先日、タレントの桜塚やっくんが、山口県警から自動車運転過失傷害の容疑で書類送検されたという報道がありました。昨年10月に、中国自動車道で運転者として事故を起こし、同乗者に怪我をさせたという容疑のようです。しかし、やっくんは、まさにこの時の事故で、車から降りて高速道路上に出たところを後続車にはねられ不幸にも死亡しているはずです。既に亡くなっているのに、なぜ、やっくんは書類送検されたのでしょうか。亡くなった人を容疑者にするなんて、あるいは、死亡しているのに書類送検して何の意味があるのか、と疑問に思う人もいるかもしれません。今回は、この点について解説します。

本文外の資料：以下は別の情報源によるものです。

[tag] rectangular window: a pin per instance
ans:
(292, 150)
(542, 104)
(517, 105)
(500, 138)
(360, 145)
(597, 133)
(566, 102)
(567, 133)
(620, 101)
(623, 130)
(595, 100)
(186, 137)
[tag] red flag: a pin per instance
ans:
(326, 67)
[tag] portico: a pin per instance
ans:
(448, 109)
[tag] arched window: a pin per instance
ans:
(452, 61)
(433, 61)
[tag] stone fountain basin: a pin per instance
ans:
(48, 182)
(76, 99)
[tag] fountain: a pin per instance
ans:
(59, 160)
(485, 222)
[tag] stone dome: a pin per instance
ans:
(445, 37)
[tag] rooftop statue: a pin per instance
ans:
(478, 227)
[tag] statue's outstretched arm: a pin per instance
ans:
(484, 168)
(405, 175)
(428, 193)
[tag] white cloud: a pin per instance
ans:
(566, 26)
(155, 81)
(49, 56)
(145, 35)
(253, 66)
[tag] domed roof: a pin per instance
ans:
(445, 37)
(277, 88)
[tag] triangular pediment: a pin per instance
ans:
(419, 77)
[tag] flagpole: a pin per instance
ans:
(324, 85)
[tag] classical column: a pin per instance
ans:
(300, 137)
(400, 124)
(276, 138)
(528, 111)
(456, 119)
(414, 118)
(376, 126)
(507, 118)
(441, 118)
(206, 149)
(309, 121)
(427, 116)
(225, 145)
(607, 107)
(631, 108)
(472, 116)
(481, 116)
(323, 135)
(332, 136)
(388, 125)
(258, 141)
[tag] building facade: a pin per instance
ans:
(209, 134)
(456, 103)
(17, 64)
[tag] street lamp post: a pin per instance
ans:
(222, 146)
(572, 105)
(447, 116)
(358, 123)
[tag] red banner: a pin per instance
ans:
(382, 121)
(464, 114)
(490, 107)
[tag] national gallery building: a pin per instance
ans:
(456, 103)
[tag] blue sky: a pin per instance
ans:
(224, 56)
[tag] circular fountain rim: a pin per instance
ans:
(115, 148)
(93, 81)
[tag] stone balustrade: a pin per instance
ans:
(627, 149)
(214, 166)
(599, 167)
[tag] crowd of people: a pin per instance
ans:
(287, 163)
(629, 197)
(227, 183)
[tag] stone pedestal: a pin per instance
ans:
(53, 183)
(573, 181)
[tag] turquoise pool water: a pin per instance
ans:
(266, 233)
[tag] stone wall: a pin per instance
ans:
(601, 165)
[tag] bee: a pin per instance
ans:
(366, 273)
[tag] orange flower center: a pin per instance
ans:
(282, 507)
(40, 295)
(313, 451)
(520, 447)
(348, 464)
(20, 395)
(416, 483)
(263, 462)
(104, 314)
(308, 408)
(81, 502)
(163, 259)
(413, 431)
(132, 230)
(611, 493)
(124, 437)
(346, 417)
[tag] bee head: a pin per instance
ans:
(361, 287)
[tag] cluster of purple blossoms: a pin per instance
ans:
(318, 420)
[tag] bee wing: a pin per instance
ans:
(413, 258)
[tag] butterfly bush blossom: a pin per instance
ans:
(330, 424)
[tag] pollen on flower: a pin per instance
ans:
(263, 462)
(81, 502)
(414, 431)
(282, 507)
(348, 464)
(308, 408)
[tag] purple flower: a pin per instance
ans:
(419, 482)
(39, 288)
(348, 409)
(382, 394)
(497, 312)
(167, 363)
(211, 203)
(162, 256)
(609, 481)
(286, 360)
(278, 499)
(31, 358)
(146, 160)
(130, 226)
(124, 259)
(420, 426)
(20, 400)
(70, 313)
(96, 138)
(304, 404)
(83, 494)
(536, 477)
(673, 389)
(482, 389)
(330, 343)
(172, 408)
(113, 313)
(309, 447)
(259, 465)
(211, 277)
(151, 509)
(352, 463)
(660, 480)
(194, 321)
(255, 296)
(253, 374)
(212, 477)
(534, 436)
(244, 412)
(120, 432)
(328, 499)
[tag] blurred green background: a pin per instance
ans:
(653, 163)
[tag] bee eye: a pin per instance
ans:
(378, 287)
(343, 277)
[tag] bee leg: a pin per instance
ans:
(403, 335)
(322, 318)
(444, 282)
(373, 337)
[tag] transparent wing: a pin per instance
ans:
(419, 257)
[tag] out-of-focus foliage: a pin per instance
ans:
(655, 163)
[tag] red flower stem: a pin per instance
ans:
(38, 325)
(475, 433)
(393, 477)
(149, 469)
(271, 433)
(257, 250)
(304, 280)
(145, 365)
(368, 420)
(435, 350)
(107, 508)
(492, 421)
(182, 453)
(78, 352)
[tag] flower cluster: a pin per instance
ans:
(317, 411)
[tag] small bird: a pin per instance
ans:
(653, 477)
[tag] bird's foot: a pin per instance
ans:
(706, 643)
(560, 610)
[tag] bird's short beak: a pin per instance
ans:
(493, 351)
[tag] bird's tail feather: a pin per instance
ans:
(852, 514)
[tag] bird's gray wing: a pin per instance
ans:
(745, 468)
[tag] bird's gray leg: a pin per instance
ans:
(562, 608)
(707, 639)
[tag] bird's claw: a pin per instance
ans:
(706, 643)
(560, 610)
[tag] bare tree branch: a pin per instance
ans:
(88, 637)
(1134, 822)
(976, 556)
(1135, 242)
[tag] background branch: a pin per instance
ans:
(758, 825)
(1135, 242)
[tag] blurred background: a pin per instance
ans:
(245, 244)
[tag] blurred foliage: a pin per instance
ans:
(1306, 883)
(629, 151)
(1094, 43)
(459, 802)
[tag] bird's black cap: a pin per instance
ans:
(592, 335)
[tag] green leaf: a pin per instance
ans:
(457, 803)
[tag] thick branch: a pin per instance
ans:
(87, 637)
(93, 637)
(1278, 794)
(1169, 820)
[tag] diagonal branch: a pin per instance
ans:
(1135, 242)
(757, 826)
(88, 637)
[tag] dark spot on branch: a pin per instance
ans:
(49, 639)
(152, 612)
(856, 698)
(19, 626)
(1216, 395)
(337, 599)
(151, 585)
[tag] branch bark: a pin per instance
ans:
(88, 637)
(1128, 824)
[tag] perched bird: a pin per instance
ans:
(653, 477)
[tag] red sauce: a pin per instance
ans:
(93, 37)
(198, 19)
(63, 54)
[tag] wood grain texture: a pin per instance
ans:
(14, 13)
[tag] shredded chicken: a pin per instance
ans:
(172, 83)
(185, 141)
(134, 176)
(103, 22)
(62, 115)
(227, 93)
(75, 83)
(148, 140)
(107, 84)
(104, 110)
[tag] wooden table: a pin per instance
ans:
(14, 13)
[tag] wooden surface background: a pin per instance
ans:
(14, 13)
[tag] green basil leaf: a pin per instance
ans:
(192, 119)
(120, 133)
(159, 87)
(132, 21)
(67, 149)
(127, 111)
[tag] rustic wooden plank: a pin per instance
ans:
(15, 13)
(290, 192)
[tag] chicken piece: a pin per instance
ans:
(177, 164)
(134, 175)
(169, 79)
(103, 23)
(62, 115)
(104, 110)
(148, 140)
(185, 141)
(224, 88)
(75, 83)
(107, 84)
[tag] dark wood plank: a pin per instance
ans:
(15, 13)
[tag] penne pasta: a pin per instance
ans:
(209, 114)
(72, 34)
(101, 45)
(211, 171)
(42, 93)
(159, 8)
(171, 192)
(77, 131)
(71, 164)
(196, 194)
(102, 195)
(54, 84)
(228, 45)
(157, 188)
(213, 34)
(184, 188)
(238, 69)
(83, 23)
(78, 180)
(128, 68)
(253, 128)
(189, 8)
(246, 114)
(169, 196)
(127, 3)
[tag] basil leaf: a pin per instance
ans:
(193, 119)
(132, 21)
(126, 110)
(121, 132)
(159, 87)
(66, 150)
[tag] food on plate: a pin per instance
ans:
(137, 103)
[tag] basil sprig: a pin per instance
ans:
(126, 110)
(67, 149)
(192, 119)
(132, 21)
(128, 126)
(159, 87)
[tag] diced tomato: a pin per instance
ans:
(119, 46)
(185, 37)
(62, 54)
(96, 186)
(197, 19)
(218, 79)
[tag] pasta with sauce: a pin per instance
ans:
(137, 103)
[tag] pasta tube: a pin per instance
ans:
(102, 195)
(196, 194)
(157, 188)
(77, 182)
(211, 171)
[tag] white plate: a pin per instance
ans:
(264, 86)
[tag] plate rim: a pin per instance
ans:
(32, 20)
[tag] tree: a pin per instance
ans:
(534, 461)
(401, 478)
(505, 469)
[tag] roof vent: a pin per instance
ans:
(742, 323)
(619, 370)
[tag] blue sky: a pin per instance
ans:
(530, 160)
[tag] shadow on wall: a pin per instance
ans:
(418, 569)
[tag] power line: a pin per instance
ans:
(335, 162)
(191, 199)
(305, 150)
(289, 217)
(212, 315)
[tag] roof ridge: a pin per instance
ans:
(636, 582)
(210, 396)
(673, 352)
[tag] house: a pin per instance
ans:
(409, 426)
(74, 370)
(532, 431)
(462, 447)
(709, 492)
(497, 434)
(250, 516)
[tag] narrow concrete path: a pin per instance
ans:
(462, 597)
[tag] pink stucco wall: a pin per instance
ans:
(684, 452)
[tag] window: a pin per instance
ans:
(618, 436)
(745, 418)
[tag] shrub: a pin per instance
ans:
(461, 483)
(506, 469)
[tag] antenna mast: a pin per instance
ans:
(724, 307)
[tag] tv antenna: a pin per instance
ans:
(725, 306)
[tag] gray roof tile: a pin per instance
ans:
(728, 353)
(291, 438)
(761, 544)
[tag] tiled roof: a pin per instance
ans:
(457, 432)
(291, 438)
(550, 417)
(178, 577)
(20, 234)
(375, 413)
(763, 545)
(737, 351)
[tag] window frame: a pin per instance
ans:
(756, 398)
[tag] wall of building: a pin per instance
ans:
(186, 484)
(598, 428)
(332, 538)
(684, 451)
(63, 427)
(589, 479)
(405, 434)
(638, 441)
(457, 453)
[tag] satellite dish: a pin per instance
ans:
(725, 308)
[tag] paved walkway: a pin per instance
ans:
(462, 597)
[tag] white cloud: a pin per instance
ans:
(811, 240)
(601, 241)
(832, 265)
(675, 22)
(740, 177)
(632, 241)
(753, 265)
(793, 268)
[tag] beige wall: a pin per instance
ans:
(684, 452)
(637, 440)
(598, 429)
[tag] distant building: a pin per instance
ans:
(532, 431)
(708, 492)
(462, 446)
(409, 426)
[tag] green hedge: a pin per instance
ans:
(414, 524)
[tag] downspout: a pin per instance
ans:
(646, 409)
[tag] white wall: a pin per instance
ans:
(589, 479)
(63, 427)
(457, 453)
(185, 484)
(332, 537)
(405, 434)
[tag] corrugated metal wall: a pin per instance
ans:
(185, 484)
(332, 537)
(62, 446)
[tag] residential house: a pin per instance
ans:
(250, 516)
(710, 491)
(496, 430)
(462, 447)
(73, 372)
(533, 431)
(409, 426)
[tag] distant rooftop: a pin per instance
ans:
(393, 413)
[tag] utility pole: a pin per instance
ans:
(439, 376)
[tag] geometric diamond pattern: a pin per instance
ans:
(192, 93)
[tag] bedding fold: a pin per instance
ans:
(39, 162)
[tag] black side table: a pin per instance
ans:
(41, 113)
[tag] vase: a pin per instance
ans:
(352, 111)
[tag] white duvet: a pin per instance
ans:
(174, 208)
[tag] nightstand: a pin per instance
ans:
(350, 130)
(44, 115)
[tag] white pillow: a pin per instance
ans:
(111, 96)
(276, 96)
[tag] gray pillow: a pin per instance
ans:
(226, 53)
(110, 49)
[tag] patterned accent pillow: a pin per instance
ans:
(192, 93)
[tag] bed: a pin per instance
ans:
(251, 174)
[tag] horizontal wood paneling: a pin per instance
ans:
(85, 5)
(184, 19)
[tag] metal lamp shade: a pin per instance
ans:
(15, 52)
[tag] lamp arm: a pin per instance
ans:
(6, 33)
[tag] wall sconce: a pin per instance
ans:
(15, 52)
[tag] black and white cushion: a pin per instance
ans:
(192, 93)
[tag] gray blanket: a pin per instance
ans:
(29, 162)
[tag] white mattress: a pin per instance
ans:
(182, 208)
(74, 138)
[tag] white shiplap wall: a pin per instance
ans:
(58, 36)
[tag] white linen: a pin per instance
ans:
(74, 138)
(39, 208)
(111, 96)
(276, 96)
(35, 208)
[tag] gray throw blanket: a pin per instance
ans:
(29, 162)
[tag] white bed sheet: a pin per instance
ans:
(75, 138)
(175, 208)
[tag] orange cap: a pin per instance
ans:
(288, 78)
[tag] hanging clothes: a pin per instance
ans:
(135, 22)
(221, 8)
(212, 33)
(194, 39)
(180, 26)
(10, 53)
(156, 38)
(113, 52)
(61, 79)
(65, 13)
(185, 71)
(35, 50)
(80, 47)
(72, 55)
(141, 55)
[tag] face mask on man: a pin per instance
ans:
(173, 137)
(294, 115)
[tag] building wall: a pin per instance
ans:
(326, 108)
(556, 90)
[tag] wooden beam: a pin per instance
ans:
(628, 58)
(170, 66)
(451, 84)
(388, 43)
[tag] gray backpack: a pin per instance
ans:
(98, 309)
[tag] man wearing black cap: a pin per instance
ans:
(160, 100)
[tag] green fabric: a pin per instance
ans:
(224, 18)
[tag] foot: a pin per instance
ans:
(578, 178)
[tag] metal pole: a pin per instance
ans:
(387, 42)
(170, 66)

そもそも、書類送検というのは、意外にも実際に法律で使われている言葉ではありません。「警察が、容疑者を逮捕など身柄拘束はせずに、事件の捜査書類や証拠だけを検察官に送る場合」を指して使われています。つまり、書類だけを送検するという意味です。今回の場合も、やっくんは事故で亡くなっていますので、当然、逮捕などはされません。そこで、「書類(だけの)送検」になります。同じような例は、記憶に新しいところでは、尼崎連続変死事件の角田美代子容疑者のケースがありました。

容疑者死亡のまま書類送検された事件の結末は?

では、なぜ、やっくんは亡くなっているのに、わざわざ書類送検されなければならないのでしょうか。

実は、刑事訴訟法という法律には、警察は、事件の捜査をした以上は、その容疑者が既に死亡しているかどうかにかかわらず、軽微な事件などでない限り、速やかに書類送検をしなければいけないと書かれてあります(法246条)。そのため、山口県警が行った書類送検は、この法律に従った当然の処理で、今回のような重大事故の場合には、警察も「今回は、やっくんが亡くなっているから、書類送検はしないでおこう」ということはできません。容疑者とされる人が死亡していたとしても、あくまで、事件の処分を最終的に決めるのは、警察ではなく検察官とされているのです。

今回のように、容疑者死亡のまま書類送検、つまり検察官に事件が送られた場合には、その後どうなるのかというと、答えとしては、容疑者が死亡している以上、裁判をすることはできませんから、検察官は、当然に不起訴処分を行うことになります。

やっくんに判決が下されたり、罰金刑が科されることはありません。